- Talwari Location in Haryana, India
- Coordinates: 29°47′21″N 75°47′32″E﻿ / ﻿29.78914°N 75.79218°E
- Country: India
- State: Haryana
- District: Fatehabad

Government
- • Type: Village Council
- • Body: Gram Panchayat
- Elevation: 232 m (761 ft)

Population (2011)
- • Total: 1,504

Languages
- • Official: Punjabi, Hindi, Bagri
- Time zone: UTC+5:30 (IST)
- PIN: 125133
- Telephone code: +01749
- Vehicle registration: HR 23

= Talwari =

Talwari is a village in Jakhal Tehsil of Fatehabad District of the state of Haryana, India. It belongs to Hisar Division.
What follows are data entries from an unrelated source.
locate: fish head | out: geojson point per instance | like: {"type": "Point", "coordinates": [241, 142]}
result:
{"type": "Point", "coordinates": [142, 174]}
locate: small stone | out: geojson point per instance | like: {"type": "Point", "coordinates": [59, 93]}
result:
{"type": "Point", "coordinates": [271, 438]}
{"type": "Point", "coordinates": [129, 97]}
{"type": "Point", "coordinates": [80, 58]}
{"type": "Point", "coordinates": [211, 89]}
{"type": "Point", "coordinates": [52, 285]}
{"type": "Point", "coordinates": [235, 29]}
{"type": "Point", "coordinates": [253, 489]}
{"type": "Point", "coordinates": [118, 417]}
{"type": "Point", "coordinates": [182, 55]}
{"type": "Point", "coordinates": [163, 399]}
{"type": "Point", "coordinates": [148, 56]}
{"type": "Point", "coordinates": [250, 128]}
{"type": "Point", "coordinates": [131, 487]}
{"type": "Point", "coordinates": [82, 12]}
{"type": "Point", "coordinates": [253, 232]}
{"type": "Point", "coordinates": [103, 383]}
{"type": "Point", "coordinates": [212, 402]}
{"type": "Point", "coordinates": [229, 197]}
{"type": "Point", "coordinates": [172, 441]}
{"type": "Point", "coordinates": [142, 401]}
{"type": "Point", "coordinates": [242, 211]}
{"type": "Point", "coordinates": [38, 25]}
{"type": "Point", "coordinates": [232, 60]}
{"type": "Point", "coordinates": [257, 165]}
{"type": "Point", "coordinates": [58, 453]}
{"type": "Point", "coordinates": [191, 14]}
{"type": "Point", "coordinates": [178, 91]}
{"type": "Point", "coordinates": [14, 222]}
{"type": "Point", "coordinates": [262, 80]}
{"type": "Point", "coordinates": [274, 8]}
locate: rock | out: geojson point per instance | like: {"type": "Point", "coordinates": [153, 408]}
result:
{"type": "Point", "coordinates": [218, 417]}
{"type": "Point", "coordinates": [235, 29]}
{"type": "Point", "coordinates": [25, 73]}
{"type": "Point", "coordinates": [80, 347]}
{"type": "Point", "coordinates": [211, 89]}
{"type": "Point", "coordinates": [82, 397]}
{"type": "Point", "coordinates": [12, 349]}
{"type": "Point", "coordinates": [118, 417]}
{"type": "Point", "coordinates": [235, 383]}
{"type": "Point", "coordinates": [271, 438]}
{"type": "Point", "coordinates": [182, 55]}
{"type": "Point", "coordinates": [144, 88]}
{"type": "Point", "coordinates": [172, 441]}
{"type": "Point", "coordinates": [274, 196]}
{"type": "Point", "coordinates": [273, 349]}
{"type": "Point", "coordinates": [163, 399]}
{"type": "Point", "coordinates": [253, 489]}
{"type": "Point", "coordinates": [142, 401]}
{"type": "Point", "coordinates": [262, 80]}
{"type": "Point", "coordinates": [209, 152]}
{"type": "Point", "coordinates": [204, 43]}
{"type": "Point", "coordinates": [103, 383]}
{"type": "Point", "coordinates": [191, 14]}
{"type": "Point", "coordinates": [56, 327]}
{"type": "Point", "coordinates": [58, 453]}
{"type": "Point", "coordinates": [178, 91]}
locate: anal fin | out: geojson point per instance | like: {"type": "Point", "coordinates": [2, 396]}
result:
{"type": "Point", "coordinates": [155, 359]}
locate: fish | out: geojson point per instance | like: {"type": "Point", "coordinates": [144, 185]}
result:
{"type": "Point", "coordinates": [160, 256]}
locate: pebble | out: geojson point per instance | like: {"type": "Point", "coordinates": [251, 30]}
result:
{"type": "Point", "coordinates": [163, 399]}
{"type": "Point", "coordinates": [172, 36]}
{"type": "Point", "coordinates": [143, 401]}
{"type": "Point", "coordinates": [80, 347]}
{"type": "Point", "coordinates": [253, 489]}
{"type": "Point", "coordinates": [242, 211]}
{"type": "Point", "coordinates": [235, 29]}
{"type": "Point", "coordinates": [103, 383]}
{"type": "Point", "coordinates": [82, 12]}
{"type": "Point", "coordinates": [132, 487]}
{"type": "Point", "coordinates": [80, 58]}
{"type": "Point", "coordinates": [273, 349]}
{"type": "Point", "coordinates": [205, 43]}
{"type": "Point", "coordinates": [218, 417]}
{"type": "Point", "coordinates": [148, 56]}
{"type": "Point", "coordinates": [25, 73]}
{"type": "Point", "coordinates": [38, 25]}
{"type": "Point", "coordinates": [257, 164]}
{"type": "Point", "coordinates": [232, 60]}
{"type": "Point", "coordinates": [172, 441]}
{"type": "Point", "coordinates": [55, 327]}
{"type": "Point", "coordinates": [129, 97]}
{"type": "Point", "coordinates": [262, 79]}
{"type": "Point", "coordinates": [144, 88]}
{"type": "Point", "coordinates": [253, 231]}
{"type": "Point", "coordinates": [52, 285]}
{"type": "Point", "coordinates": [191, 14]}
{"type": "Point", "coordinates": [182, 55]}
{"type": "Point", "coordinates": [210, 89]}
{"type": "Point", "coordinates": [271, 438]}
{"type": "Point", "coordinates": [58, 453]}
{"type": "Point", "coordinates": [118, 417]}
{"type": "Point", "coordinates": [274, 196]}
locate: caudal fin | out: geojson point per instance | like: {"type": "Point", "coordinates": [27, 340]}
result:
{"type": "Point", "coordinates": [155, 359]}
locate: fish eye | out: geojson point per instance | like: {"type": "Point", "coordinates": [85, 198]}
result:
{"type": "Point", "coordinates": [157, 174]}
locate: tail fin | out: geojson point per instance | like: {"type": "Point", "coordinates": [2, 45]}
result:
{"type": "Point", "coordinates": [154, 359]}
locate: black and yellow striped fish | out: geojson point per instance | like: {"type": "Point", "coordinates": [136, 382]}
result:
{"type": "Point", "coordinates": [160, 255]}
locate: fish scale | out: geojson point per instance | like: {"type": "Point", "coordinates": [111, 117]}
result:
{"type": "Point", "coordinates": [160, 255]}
The places like Sadhanwas (2 km), Jakhal (3 km), Jakhal Mandi are the nearby to Talwari.
Talwari is surrounded by Tohana Tehsil towards South, Lehragaga Tehsil towards North, Andana Tehsil towards East, Budhlada Tehsil towards west.
Talwari Pin code is 125133 and postal head office is Jakhal Mandi .
This Place is in the border of the Fatehabad District and Sangrur District. Sangrur District is North towards this place . It is near to the Punjab State Border.

==Demographics==

Talwari's total population is 1504 and number of houses is 277. Female population is 48.3%. Village literacy rate is 50.5% and the female literacy rate is 20.7%.